Langkah ini menjadi bagian dari upaya pencegahan korupsi di lingkungan pemerintahan daerah. KPK menilai bahwa penguatan nilai integritas harus dimulai dari dalam institusi pemerintahan.
Dorongan Budaya Kerja Berintegritas
KPK menekankan pentingnya budaya kerja yang bersih dan transparan. ASN dan anggota DPRD di Semarang diharapkan dapat menjadi contoh dalam penerapan nilai antikorupsi.
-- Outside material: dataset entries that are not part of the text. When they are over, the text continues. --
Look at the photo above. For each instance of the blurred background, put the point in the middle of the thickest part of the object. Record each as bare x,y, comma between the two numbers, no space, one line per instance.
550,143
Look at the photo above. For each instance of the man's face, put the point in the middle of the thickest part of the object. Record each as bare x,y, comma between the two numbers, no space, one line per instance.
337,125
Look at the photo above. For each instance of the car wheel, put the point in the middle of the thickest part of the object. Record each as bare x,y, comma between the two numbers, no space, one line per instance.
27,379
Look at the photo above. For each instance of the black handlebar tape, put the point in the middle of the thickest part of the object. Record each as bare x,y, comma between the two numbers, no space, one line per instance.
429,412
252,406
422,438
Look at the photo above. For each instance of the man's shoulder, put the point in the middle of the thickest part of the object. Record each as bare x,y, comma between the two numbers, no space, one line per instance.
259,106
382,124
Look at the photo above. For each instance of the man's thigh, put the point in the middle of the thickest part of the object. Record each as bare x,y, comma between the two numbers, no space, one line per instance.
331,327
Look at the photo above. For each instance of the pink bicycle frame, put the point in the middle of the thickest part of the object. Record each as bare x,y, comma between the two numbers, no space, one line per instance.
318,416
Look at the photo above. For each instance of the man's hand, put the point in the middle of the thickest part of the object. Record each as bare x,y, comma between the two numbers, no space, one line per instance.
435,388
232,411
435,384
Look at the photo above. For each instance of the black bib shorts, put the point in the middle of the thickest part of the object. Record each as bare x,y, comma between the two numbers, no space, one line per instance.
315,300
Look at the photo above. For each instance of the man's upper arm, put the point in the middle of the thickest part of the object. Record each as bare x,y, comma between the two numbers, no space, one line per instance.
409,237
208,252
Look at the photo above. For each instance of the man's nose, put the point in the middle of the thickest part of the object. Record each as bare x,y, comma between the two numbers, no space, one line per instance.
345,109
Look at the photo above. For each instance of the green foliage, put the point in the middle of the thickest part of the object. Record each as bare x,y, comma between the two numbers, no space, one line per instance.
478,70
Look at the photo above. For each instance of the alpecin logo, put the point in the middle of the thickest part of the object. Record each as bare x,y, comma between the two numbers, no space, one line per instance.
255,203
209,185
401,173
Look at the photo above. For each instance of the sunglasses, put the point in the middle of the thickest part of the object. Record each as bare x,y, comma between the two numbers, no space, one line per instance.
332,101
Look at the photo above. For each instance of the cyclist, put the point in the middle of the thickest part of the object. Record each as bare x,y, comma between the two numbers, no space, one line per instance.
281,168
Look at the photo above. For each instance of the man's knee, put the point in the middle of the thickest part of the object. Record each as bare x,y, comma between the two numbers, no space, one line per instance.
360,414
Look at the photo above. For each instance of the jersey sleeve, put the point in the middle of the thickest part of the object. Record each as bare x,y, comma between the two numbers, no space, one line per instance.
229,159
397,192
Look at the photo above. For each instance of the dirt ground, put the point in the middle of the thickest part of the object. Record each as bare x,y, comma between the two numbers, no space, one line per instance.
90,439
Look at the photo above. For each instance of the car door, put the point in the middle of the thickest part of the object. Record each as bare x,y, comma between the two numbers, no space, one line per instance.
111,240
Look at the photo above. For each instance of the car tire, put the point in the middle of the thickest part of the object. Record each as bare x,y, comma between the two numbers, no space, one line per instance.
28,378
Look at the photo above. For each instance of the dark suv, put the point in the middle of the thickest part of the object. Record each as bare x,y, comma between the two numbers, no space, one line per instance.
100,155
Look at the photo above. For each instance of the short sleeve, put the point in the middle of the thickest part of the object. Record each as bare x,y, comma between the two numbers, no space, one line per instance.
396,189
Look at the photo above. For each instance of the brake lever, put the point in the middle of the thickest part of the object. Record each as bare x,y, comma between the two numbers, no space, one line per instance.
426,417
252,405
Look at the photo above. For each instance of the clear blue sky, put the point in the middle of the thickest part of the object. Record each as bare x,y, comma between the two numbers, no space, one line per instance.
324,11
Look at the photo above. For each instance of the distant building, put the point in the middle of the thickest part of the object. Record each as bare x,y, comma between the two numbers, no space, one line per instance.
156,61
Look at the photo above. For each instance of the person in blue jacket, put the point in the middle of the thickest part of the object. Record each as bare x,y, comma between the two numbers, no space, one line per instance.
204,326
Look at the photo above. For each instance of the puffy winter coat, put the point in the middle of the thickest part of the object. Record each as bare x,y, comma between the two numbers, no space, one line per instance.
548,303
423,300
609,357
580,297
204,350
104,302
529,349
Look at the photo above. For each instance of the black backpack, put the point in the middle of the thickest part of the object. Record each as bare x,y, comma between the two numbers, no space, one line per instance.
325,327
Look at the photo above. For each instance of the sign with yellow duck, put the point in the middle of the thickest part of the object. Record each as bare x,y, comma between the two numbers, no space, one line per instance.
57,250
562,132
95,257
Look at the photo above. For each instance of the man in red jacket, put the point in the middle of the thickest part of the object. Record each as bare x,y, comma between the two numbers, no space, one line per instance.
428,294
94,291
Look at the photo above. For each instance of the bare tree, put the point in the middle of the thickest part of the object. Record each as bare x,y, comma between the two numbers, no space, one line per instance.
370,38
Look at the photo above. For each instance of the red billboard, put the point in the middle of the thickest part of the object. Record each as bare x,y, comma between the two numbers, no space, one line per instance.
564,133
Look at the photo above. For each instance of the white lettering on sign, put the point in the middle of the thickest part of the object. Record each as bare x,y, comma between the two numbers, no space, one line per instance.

Budaya kerja yang berintegritas dinilai mampu meningkatkan kepercayaan publik. Selain itu, hal ini juga penting untuk menciptakan pemerintahan yang lebih efektif dan akuntabel.
Peran ASN dan DPRD dalam Pencegahan Korupsi
ASN dan DPRD memiliki peran penting dalam menjaga tata kelola pemerintahan. Oleh karena itu, komitmen terhadap antikorupsi perlu terus diperkuat dalam setiap aktivitas kerja.
Komisi Pemberantasan Korupsi berharap seluruh pihak dapat menerapkan prinsip transparansi dan akuntabilitas secara konsisten. Hal ini menjadi kunci dalam mencegah praktik korupsi di daerah.
Harapan KPK untuk Pemerintahan Bersih
Melalui penguatan integritas ini, diharapkan tercipta pemerintahan yang bersih di Semarang. KPK terus mendorong sinergi antara lembaga dan pemerintah daerah.
Dengan komitmen bersama, upaya pemberantasan korupsi dapat berjalan lebih efektif. Pemerintahan yang bersih juga diharapkan mampu memberikan pelayanan publik yang lebih baik kepada masyarakat.